Far-right leader Meloni formally asks for mandate to govern Italy

Meloni says she and her allies have asked the nation’s president to give her the mandate to assemble a new government.

Brothers of Italy leader Giorgia Meloni speaks to the media as she stands next to Forza Italia leader and former Prime Minister Silvio Berlusconi and League party leader Matteo Salvini, following a meeting with Italian President Sergio Mattarella at the Quirinale Palace
Meloni speaks to the media as she stands next to Berlusconi and Salvini in Rome [Yara Nardi/Reuters]

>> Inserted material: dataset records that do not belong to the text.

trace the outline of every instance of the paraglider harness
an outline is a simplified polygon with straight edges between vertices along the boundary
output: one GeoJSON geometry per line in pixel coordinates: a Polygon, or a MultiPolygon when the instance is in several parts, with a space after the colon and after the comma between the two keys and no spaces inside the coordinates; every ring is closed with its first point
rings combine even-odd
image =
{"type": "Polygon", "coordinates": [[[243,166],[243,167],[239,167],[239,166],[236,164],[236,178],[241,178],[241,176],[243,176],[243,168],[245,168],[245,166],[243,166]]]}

The leader of Brothers of Italy, Giorgia Meloni, says she and her allies have asked the nation’s president to give her the mandate to form what would be Italy’s first far-right-led government since the end of World War II.

Meloni and her campaign allies on Friday met President Sergio Mattarella for about 10 minutes at the Quirinal presidential palace.

She emerged to tell reporters that the coalition had unanimously indicated to Mattarella that she deserved the mandate to govern.

A Quirinal official indicated Mattarella’s decision might be announced later in the day.

If Meloni, 45, succeeds, she would be the first woman to become Italian prime minister.

‘We are ready’

“We have indicated myself as the person who should be mandated to form the new government,” Meloni said, flanked by her two main, sometimes troublesome, right-wing allies – Matteo Salvini and former Premier Silvio Berlusconi. “We are ready and we want to move forward in the shortest possible time.”

She cited urgent problems “at both national and international level”, apparent references to soaring energy prices afflicting households and businesses and Russia’s all-out war in Ukraine.

Berlusconi and Salvini, who stayed silent during Meloni’s brief remarks to reporters, are longtime admirers of Russian leader Vladimir Putin; Meloni staunchly backs Ukraine in its defence against the Russian invasion. Those differences could make coalition rule challenging.

Berlusconi, a three-time prime minister, has been chafing over the election victory by Meloni’s Brothers of Italy party, with its roots in neo-fascism, in the past month.

He recently derided her as “arrogant” in written comments. Earlier this week in a meeting with his lawmakers he expressed sympathy for Putin’s motivation for invading Ukraine.

In sync with the West

In response to Berlusconi’s comments that were also derogatory about Ukrainian President Volodymyr Zelenskyy, Meloni insisted that anyone joining her government must be solidly in sync with the West in opposing Putin’s war. If that meant her government could not be formed, Meloni said, she would take that risk.

Salvini has at times also questioned the wisdom of tough Western sanctions against Russia. A fellow lawmaker in Salvini’s League party, who was recently elected president of the lower house, the Chamber of Deputies, has publicly expressed doubts about continuing the measures.

Outgoing Premier Mario Draghi’s national pandemic unity coalition collapsed in July, after Salvini, Berlusconi and populist 5-Star Movement leader Giuseppe Conte refused to back his government in a confidence vote.

That prompted Mattarella to dissolve parliament and pave the way for elections some six months early.

While final efforts to form the new government were under way, Draghi was in Brussels, attending the final day of a European Council summit, grappling with ways to deal with higher energy prices.